By Emily Kousma Huestis

Why do I advocate? I’m an American, a wife, and mother raising two little citizens. I advocate because my faith and because my family’s life and many of our friends’ lives have been affected by the lack of access to affordable, quality health care. Poor health is a leading cause of hunger and poverty in the United States. For me, this issue is personal.

  • My mom has a chronic autoimmune disease.
  • My friends have children born with complex health needs.
  • Before the Affordable Care Act (ACA), a family member was stuck in a dead-end job for more than a decade because it was the only way she could get health insurance since she had a pre-existing condition.
  • The two little citizens I’m raising will be women someday, and before the ACA, it was legal for health insurance companies to discriminate based on gender.
  • My state alone has over 700,000 people with insurance because Ohio opted to take the Medicaid expansion.

Last month, about 40 neighbors and I met with our congressman U.S. Rep.
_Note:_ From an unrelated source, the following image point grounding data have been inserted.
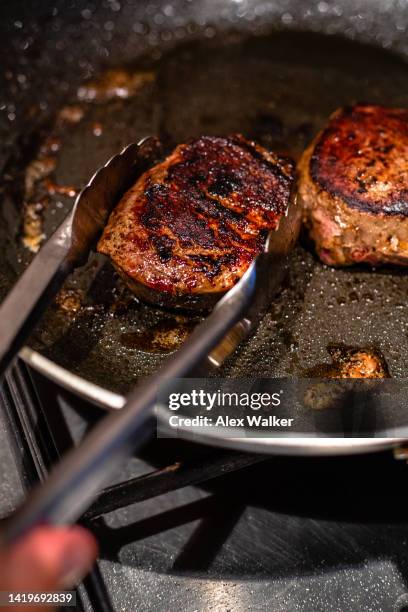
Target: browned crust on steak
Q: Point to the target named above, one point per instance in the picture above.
(353, 182)
(362, 157)
(191, 225)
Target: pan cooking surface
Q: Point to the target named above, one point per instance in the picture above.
(277, 89)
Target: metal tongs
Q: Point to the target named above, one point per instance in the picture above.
(76, 480)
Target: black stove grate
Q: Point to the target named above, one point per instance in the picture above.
(41, 437)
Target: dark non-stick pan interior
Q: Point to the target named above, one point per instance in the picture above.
(86, 81)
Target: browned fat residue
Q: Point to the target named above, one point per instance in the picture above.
(69, 301)
(114, 83)
(53, 188)
(165, 337)
(351, 362)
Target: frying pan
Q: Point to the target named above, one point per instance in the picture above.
(273, 71)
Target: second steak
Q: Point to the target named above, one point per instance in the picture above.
(354, 187)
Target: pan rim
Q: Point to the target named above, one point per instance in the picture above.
(109, 400)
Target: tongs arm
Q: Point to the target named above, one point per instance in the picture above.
(76, 480)
(39, 283)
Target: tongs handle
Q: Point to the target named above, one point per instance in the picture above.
(75, 481)
(33, 291)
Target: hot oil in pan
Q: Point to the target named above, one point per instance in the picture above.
(279, 90)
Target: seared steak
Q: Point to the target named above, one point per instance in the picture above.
(190, 226)
(354, 187)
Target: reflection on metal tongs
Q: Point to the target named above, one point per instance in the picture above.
(75, 482)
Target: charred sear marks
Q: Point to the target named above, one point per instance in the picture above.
(194, 223)
(362, 157)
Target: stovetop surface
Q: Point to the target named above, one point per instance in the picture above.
(286, 534)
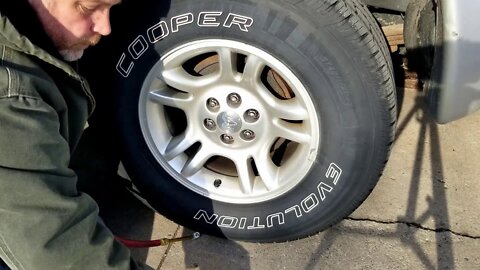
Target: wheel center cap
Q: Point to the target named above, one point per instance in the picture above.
(229, 121)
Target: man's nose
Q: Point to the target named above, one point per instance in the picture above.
(101, 22)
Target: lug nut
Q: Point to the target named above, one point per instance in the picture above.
(209, 124)
(234, 99)
(227, 139)
(248, 135)
(212, 103)
(251, 115)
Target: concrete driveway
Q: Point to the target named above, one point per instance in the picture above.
(423, 214)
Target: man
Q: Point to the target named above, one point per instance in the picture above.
(45, 222)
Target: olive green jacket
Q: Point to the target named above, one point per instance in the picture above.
(45, 223)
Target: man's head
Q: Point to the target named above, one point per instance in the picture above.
(74, 25)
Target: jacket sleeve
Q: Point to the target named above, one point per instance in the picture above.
(45, 223)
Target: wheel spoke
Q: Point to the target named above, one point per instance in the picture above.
(196, 162)
(178, 145)
(268, 171)
(291, 131)
(253, 69)
(172, 98)
(228, 64)
(179, 79)
(290, 109)
(246, 175)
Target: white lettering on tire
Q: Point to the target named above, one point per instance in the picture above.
(163, 29)
(306, 205)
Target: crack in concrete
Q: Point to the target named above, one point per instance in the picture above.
(413, 224)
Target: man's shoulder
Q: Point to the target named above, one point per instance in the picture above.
(21, 75)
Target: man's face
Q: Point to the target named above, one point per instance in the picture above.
(74, 25)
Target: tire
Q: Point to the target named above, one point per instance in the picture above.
(252, 120)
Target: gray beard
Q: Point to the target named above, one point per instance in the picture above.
(70, 55)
Bob Gibbs (R-OH-07) to discuss our concerns about plans to hastily repeal the ACA. We came with stories and data to support our position. Though we were listened to, I don’t believe we were heard.
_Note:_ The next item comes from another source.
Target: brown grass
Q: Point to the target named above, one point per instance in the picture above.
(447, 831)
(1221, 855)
So, I scheduled a follow-up meeting with the congressman’s district director to continue the conversation.

Fourteen of us presented more stories in support of the ACA. A businesswoman shared that without the implementation of the ACA, she and her husband were looking at bankruptcy (despite the profitability of their businesses) because as a cancer survivor, their family couldn’t afford the insurance premiums. The ACA made their health care affordable.

Again, I’m not all that sure if we were heard, but I know that it won’t stop us from using our voices and speaking up. I mailed a thank you note to the congressman to let him know that I’ll be in touch because our conversation will continue. The issue of affordable health care is just too important not to keep talking about.it

Emily Kousma Huestis is a Bread member who lives in Ashland, Ohio.

Poor health is a leading cause of hunger and poverty in the United States.